Samedi 21 avril 2018
Le Mouvement culturel berbère entre mirage et réalité
Les festivités du 20 avril ont eu lieu et comme à l’accoutumée tout le monde s’engouffre dans ce bal de conférences, débats, expositions, témoignages… Un décor déjà vu, revu et ressassé.
Ce scénario souvent le même depuis plusieurs années est en train de prendre énormément de place, continuellement encombrant et peu improductif. Le contenu des témoignages livrés par les acteurs de cette période sont souvent répétitifs. Ce qui amoindrit le débat et fait perdurer l’idée idyllique d’un mouvement culturel berbère en recherche de rebond.
Les acteurs de cet épisode sont-ils rentrés dans une spirale récurrente ? Ne parviennent-ils toujours pas à se projeter dans une perspective historique plus féconde ?
La signification sémantique du terme mouvement et a fortiori culturel et populaire indique qu’il y a eu effectivement de l’action, la trajectoire, l’impulsion, la dynamique. Or, nous constatons qu’à travers les différents témoignages que nous entendons, ici et là, depuis presque quatre décennies, l’absence de ces éléments qui définissent et déterminent un mouvement en marche. Préparer un événement de cette dimension exigeait certainement de la rigueur dans l’organisation, de la conception, de la formation et surtout de l’anticipation. Des préceptes que nous ne retrouvons nulle part dans les déclarations des acteurs de l’époque. Tout le monde s’accorde à dire que les événements les ont surpris et qu’ils avaient à gérer une imminente intervention musclée de la police. Ceci, à travers les informations-intimidations que les services de sécurité diffusaient un peu partout mais surtout les démonstrations de force des services de la répression dans la ville de Tizi Ouzou et alentours dès le début des hostilités entre les étudiants, l’administration et surtout avec les représentants du parti unique dans la région.

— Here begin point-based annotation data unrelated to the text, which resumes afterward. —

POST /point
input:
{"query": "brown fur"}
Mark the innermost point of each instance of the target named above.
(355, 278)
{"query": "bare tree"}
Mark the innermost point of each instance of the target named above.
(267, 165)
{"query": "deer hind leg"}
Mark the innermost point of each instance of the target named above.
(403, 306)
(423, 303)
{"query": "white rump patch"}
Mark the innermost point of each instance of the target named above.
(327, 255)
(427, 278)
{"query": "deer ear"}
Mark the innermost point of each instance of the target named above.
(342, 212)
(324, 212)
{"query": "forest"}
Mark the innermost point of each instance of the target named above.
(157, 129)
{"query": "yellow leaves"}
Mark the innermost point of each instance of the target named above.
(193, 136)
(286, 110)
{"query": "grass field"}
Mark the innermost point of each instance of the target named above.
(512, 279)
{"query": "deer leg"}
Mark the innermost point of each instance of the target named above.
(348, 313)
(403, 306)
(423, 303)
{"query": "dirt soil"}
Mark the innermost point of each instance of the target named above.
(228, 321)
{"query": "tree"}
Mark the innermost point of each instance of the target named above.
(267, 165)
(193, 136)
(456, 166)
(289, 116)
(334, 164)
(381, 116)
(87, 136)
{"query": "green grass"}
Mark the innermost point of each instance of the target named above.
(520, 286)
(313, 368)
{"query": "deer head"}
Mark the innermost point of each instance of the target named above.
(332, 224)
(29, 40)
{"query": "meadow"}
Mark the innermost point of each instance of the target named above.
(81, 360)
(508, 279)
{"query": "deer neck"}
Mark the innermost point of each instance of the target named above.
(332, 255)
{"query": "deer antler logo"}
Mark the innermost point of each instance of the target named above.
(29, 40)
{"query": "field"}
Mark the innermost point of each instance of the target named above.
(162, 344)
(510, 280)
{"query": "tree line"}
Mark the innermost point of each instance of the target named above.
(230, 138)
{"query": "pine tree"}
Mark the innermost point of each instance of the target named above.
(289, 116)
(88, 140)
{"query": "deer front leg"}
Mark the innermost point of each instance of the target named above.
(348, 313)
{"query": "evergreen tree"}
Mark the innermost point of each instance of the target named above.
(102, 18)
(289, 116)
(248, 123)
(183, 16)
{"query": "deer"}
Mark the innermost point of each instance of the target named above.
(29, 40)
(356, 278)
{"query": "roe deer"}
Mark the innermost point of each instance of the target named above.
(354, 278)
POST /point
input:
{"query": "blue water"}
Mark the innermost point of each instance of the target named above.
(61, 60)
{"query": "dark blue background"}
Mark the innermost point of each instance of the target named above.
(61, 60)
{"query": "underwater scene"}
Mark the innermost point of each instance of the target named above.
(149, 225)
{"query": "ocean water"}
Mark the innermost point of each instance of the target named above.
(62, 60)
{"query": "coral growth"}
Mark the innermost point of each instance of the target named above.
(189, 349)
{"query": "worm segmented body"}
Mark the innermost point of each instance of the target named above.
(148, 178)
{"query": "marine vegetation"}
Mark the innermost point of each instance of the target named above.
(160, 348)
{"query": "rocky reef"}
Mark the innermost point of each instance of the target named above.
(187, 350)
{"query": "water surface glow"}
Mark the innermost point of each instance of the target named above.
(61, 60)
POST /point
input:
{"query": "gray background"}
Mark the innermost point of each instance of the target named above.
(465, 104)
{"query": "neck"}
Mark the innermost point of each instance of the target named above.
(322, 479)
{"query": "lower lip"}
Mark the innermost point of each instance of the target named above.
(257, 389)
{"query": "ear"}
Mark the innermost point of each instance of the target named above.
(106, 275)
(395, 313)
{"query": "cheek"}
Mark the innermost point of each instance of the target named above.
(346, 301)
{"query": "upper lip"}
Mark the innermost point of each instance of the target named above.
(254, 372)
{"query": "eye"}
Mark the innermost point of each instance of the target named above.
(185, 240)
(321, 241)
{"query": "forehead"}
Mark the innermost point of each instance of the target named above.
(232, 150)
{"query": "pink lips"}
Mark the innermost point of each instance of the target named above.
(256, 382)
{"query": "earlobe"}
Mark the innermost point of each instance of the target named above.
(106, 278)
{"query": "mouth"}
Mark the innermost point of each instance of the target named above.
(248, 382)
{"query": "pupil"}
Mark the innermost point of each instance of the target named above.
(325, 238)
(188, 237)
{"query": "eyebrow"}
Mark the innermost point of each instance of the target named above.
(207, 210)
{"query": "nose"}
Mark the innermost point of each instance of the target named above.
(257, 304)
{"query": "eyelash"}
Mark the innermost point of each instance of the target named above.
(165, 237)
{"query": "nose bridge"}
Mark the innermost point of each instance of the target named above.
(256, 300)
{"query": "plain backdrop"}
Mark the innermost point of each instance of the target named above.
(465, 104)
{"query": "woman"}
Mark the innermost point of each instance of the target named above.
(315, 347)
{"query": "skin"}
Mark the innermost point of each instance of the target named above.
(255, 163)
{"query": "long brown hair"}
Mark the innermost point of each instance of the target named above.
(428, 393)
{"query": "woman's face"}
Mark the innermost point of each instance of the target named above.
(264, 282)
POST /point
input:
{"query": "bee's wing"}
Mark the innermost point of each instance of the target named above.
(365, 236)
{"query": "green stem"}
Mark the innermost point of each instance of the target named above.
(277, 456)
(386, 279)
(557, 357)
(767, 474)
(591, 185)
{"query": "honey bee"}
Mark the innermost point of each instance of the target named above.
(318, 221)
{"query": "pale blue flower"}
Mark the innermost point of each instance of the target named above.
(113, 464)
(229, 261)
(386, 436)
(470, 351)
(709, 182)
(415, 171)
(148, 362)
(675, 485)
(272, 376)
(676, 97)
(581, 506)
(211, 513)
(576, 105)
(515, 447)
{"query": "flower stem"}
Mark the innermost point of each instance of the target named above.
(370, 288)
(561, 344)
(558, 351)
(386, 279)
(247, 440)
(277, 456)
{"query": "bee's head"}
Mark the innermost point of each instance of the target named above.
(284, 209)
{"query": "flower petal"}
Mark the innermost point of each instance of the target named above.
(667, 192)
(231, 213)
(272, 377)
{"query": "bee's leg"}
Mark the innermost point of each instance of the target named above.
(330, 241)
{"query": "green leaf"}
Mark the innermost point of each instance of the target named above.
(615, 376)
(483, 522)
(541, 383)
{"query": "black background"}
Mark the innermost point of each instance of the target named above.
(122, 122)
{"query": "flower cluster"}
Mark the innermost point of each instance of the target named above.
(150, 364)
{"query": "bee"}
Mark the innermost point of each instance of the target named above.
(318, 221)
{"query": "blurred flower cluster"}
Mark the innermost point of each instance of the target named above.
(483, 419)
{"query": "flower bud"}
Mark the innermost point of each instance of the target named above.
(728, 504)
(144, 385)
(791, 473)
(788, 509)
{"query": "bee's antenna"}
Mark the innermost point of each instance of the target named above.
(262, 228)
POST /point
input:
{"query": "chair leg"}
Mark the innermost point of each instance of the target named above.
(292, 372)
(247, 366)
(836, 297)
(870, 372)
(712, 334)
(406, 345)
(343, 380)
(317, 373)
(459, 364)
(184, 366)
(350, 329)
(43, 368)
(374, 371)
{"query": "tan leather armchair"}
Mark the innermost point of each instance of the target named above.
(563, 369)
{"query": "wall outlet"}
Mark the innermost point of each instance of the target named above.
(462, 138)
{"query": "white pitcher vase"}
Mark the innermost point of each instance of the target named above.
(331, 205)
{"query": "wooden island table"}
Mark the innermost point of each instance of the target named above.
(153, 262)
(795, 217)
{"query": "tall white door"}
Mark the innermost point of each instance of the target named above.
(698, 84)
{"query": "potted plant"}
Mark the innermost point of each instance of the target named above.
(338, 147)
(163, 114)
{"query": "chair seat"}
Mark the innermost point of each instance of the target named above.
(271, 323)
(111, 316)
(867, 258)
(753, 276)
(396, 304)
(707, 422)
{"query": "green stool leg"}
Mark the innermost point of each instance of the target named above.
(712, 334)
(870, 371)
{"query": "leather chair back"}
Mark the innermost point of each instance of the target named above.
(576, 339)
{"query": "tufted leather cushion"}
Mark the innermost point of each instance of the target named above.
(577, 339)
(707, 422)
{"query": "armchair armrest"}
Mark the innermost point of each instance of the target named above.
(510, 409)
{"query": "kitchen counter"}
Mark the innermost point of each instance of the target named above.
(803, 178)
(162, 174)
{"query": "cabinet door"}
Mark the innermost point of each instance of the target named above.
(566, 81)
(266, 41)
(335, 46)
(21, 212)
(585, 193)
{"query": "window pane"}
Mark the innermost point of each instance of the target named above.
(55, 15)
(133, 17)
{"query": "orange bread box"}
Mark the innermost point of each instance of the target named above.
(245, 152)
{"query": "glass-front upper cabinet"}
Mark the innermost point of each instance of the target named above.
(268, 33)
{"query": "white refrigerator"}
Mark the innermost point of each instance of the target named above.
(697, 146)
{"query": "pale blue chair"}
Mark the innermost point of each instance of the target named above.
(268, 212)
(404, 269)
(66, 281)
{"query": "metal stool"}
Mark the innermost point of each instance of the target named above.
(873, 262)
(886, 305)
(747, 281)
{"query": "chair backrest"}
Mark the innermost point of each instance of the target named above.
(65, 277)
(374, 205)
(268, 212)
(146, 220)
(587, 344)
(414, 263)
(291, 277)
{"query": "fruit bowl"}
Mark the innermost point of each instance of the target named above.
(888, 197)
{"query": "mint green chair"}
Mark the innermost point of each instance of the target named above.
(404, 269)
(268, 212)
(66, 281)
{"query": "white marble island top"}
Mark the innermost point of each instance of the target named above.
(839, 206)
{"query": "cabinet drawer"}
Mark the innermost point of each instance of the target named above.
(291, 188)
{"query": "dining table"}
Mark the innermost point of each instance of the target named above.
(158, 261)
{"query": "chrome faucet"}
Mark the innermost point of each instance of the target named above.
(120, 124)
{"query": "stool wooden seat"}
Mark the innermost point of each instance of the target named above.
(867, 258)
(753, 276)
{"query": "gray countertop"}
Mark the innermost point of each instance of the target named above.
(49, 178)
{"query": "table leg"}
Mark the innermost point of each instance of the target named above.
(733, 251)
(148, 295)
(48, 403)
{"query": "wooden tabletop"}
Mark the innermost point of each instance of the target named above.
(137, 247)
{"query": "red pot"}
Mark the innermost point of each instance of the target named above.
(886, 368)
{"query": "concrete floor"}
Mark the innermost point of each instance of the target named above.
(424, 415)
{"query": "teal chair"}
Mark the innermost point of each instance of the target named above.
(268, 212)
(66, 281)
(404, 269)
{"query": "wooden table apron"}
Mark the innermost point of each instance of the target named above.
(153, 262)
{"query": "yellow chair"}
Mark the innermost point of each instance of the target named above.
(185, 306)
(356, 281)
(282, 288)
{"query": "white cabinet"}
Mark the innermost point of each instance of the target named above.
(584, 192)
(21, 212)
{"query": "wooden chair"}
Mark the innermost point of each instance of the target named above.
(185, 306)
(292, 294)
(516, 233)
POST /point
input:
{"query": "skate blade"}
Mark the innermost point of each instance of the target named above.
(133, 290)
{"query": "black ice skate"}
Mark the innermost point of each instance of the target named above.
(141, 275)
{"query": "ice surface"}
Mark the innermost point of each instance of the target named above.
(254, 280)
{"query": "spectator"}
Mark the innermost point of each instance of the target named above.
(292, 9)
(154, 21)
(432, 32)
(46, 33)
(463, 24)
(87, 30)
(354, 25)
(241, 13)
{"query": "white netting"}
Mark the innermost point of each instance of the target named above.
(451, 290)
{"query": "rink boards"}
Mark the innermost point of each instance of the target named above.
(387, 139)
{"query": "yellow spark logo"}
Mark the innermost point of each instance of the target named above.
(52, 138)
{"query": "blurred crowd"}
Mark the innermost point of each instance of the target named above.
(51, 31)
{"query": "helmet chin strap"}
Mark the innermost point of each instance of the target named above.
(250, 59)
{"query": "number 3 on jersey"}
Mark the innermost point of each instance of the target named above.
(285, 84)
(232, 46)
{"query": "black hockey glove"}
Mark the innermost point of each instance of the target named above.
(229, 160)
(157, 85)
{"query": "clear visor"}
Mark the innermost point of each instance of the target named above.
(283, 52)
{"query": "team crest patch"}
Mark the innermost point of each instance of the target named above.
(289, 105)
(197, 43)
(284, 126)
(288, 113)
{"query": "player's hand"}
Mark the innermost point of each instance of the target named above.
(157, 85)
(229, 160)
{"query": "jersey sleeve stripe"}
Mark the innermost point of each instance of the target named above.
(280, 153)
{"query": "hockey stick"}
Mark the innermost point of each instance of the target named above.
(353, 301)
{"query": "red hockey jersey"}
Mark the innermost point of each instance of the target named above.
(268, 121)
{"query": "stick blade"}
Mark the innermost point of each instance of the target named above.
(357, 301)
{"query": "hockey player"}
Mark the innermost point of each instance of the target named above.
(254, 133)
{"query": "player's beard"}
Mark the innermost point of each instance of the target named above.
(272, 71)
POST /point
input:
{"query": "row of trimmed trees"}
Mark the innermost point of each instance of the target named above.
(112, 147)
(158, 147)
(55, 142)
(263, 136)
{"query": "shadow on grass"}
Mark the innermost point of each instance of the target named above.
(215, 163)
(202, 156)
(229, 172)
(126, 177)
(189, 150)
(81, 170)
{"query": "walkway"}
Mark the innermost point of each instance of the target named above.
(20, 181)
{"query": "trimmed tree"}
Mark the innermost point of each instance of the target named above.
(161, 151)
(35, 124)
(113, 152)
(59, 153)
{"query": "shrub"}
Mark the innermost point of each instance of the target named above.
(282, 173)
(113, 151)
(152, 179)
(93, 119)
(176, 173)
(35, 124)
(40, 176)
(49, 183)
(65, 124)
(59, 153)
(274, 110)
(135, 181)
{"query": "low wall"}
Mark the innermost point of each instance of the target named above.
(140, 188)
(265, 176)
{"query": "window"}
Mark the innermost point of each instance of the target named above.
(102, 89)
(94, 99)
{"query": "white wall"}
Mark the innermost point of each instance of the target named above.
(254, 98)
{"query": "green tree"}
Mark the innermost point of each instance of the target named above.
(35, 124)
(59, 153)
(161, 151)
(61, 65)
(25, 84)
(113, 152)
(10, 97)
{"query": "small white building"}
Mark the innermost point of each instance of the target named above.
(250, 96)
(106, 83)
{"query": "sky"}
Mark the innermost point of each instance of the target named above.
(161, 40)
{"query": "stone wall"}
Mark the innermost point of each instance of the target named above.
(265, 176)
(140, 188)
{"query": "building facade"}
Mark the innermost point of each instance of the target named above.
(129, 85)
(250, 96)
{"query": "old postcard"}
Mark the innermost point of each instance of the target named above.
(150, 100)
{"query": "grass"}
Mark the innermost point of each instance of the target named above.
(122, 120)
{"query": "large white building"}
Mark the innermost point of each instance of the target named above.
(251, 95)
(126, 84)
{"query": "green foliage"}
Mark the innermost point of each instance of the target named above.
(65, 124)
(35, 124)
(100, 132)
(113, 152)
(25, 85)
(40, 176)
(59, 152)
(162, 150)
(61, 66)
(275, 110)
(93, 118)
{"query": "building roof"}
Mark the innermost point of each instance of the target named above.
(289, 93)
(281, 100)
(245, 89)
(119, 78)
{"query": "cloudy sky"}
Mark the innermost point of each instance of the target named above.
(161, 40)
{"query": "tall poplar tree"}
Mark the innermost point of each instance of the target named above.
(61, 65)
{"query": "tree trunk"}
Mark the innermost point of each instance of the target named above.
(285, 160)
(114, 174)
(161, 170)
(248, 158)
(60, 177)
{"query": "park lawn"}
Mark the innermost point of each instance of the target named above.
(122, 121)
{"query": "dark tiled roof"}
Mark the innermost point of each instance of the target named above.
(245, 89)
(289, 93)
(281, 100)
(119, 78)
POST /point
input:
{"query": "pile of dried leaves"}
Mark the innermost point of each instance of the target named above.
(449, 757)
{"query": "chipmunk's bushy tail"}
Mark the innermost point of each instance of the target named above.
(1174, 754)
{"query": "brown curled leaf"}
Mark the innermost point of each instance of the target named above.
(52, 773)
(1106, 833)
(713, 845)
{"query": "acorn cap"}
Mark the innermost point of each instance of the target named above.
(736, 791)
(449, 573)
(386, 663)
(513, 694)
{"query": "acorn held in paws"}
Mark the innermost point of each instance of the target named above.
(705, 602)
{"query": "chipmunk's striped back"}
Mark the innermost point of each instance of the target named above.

Hormis, cette certitude d’une éventuelle intrusion, le devenir, l’identité, le calendrier, la tournure, le développement du mouvement… rares étaient les acteurs ou témoins de cet épisode qui se projetaient pour la suite à donner au mouvement et sur l’avenir.
Le principe d’anticipation afin de préparer la riposte et de donner la réplique chère à tout mouvement politique, culturel, syndical ou social d’envergure ne faisait pas partie de la vue de l’ensemble des acteurs car ils étaient plutôt pris par le quotidien et broyés par les réactions sporadiques. L’illustration de ce sentiment, nous l’avons vérifié après l’arrestation de quelques militants sommairement identifiés sous le nom des « 24 détenus ». Aucun comité de soutien n’a vu le jour en dehors de quelques milieux avertis et dans l’émigration, peu d’organisations crédibles n’ont repris le flambeau pour montrer la ligne et l’attitude à adopter. En revanche, quelques militants qui appartenaient aux partis politiques clandestins tels que le FFS, le PRS, le FUAA et des organisations de l’extrême gauche ont pu donner certaines consignes à leurs militants encore en liberté afin qu’ils fassent attention et à se préparer à toute éventualité répressive.
A l’université de Tizi Ouzou, la peur, le doute, la désorientation et surtout la suspicion ont pris le dessus. Des étudiants désemparés, notamment après l’arrestation des leaders étudiants très actifs dans les comités autonomes fraîchement élus. Il s’agit entre autres d’Aziz Tari, Djamel Zenati, Rachid Aït Ouakli Ouakli, Gérard Lamari. Les étudiants en liberté ont pu reconstruire timidement mais courageusement des ilots de résistances en s’appuyant notamment sur le concours de quelques enseignants pour dénoncer les agissements scandaleux des forces de répressions et appeler à la libération de l’ensemble des détenus dont quelques étudiants.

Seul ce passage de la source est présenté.